According to some books, diffraction occurs when there is an obstacle whose linear dimensions are comparable to the wavelength of light. This is true also for a hole or a slit through which the light passes. My question is the following: shall we consider all the linear dimensions of an obstacle (height, width, thickness) compared to the light wavelength? Assuming there is a light beam which passes from a slit comparable with the light wavelength, shall we consider each linear dimension of the slit itself compared to the light wavelength?
The light is in principle going to be present in a three-dimensional region. In whichever directions the light is restricted, in those same directions it will subsequently spread out, and we call this diffraction. Usually we think of spreading out sideways (the transverse direction) for a beam of light. If we have a pinhole then the light spreads out in two dimensions.
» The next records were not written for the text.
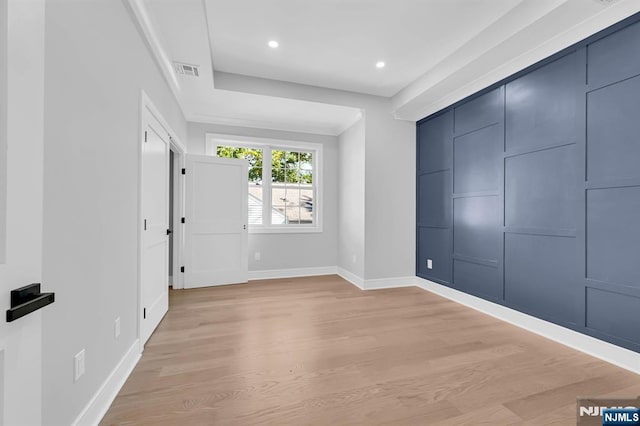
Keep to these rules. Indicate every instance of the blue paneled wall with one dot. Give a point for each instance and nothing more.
(528, 193)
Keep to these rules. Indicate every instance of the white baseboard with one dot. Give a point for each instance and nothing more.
(351, 277)
(625, 358)
(95, 410)
(269, 274)
(396, 282)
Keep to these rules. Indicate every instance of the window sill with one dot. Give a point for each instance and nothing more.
(286, 230)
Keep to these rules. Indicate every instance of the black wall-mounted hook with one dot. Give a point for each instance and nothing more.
(27, 299)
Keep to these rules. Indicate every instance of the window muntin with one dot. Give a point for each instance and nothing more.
(283, 192)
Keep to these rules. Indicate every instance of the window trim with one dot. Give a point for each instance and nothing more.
(212, 140)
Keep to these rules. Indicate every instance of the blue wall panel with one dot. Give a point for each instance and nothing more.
(478, 279)
(435, 245)
(615, 57)
(613, 235)
(613, 314)
(539, 205)
(540, 271)
(476, 160)
(434, 207)
(613, 128)
(435, 155)
(541, 189)
(475, 223)
(480, 112)
(541, 106)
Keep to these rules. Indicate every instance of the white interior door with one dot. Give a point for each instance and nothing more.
(215, 221)
(154, 269)
(21, 211)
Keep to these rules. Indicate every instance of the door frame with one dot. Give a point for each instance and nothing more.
(148, 107)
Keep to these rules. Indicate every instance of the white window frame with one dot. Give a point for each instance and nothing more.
(213, 140)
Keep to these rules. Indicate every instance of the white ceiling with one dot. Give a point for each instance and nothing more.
(437, 51)
(336, 43)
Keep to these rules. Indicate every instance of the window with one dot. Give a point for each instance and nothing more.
(283, 179)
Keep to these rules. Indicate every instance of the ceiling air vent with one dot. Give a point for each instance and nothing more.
(187, 69)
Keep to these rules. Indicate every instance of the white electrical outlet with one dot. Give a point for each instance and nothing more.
(116, 328)
(78, 366)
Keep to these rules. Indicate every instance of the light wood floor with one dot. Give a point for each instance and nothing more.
(318, 351)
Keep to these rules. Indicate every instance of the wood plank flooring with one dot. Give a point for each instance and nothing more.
(319, 351)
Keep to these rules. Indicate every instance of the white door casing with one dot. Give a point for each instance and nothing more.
(21, 201)
(154, 268)
(216, 213)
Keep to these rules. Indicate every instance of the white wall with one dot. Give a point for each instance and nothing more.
(351, 199)
(389, 170)
(96, 64)
(288, 251)
(4, 32)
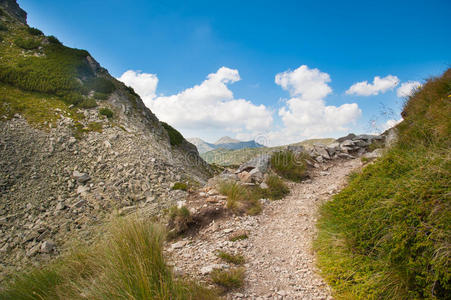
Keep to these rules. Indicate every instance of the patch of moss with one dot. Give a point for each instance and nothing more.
(104, 111)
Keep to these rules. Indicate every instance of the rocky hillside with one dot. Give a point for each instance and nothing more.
(75, 145)
(225, 142)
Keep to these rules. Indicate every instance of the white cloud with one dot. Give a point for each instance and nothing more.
(379, 86)
(390, 123)
(407, 88)
(306, 114)
(144, 84)
(206, 107)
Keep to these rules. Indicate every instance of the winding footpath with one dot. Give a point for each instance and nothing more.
(280, 263)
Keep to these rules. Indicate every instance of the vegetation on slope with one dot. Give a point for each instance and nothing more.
(42, 68)
(127, 263)
(387, 234)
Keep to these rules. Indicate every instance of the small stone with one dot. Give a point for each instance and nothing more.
(47, 246)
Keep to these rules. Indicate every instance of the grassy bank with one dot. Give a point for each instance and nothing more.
(127, 263)
(387, 234)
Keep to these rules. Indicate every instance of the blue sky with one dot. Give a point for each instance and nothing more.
(340, 43)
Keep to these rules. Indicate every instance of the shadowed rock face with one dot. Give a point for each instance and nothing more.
(14, 9)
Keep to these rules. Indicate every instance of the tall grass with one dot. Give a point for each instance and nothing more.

If we have a slit then the light only spreads out in the direction restricted by the narrow opening of the slit.
One can also restrict a beam of light in the longitudinal direction by chopping it very rapidly, turning it into a pulse. A short enough pulse will then start to spread out along its direction of travel.
Actually, diffraction occurs whenever there is a spatial or temporal alteration of the shape of a wave field. However it is easier to observe if it is caused by something with small features or by something that changes very rapidly.
Note that the edge of a large hole or of a razor blade is a very narrow feature, nearly infinitesimally narrow. Light passing an edge is diffracted.